Ingestion Testing Workflow

The ingestion-beam handles data flow of documents from the edge into various sinks. You may be interested in standing up a small testing instance to validate the integration of the various components.

diagrams/workflow.mmd Figure: An overview of the various components necessary to query BigQuery against data from a PubSub subscription.

Setting up the GCS project

Read through whd/gcp-quickstart for details about the sandbox environment that is provided by data operations.

Bootstrapping schemas from mozilla-pipeline-schemas

Building the project

Follow the instructions of the project readme. Here is a quick-reference for a running a job from a set of files in GCS.
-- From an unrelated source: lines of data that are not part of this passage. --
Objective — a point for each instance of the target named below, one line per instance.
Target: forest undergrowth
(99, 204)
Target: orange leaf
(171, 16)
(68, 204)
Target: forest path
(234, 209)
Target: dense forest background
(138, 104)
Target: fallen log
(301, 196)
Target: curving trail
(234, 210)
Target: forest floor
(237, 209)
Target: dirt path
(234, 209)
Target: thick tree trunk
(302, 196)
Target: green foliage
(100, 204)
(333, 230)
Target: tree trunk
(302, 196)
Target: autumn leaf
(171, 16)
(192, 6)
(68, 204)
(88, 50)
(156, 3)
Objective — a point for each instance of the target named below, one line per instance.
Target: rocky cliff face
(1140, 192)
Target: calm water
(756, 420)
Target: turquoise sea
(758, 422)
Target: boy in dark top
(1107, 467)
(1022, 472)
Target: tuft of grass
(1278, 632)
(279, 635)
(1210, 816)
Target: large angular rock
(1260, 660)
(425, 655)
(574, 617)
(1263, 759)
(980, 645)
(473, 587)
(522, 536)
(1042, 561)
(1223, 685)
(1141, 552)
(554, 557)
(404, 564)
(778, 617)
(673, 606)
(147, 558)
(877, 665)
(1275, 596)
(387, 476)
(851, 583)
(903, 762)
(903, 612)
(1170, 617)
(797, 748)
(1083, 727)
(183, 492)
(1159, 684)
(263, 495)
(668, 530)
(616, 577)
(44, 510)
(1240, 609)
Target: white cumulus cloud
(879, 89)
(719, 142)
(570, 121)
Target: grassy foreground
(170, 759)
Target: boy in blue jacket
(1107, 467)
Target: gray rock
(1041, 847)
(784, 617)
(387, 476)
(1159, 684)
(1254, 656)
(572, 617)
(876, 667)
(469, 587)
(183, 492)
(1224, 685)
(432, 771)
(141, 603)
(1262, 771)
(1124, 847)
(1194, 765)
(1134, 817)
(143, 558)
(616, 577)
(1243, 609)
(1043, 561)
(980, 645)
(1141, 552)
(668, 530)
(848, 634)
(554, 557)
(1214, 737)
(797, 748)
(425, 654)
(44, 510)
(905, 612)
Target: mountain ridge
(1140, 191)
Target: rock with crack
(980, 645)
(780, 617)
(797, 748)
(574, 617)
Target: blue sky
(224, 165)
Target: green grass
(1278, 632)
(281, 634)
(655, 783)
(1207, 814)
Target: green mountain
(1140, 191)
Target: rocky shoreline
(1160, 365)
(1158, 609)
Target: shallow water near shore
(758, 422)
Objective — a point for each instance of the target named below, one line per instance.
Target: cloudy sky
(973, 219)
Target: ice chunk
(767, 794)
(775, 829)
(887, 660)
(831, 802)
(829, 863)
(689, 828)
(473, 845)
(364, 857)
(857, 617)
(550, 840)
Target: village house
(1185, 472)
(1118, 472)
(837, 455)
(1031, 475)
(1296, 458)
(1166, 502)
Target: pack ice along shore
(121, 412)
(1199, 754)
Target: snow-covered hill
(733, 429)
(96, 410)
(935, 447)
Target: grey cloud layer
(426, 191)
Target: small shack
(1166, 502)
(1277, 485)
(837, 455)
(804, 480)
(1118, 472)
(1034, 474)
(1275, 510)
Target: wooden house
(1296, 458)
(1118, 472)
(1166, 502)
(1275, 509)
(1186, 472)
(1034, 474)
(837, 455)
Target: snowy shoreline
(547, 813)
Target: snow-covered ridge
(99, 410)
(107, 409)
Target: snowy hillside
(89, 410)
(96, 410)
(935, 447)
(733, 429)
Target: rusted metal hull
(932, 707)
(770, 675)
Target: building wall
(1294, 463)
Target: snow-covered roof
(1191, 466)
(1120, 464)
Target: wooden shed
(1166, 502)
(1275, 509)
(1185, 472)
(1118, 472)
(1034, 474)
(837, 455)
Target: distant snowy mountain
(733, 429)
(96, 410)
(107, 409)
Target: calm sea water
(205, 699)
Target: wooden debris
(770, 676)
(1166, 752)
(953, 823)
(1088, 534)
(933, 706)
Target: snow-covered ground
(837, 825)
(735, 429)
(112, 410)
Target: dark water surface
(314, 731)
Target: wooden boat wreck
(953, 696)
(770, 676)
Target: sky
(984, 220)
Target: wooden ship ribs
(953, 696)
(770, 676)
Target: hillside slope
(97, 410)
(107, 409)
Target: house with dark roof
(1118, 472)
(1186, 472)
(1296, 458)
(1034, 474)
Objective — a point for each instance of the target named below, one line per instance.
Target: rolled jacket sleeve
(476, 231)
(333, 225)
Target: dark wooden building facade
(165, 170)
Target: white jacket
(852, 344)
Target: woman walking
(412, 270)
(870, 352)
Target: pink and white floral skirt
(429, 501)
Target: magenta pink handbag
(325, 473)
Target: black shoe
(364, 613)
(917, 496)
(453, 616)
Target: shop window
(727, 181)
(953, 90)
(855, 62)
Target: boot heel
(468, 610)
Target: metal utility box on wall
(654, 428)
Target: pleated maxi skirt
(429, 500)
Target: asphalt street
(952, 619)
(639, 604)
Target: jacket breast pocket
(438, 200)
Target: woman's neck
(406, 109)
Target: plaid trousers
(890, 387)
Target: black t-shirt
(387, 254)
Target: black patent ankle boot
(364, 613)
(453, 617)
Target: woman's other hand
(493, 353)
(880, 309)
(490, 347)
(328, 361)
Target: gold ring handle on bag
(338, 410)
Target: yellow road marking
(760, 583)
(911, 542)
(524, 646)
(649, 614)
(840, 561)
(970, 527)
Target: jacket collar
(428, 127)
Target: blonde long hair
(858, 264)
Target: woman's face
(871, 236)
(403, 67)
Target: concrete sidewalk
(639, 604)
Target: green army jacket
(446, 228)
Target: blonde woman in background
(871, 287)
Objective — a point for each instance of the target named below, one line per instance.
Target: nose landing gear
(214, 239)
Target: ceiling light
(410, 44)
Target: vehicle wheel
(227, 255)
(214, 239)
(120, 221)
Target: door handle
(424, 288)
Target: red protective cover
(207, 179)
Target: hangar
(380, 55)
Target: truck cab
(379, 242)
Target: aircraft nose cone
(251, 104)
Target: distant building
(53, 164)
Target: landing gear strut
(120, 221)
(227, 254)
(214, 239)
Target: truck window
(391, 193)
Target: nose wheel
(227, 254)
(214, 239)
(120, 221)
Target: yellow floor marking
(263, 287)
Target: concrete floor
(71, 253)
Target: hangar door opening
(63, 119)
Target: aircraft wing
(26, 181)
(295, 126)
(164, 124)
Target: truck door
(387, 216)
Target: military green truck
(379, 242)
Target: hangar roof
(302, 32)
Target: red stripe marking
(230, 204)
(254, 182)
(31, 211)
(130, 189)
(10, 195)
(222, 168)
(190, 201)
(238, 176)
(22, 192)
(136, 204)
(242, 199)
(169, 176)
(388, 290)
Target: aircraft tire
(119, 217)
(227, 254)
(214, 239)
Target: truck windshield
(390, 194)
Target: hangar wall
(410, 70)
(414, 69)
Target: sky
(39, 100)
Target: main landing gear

export GOOGLE_APPLICATION_CREDENTIALS=keys.json
PROJECT=$(gcloud config get-value project)
BUCKET="gs://$PROJECT"

path="$BUCKET/data/*.ndjson"
mvn compile exec:java -Dexec.args="\
    --runner=Dataflow \
    --project=$PROJECT \
    --autoscalingAlgorithm=NONE \
    --workerMachineType=n1-standard-1 \
    --numWorkers=1 \
    --gcpTempLocation=$BUCKET/tmp \
    --inputFileFormat=json \
    --inputType=file \
    --input=$path\
    --outputType=bigquery \
    --output=$PROJECT:\${document_namespace}.\${document_type}_v\${document_version} \
    --bqWriteMethod=file_loads \
    --tempLocation=$BUCKET/temp/bq-loads \
    --errorOutputType=file \
    --errorOutput=$BUCKET/error/ \
"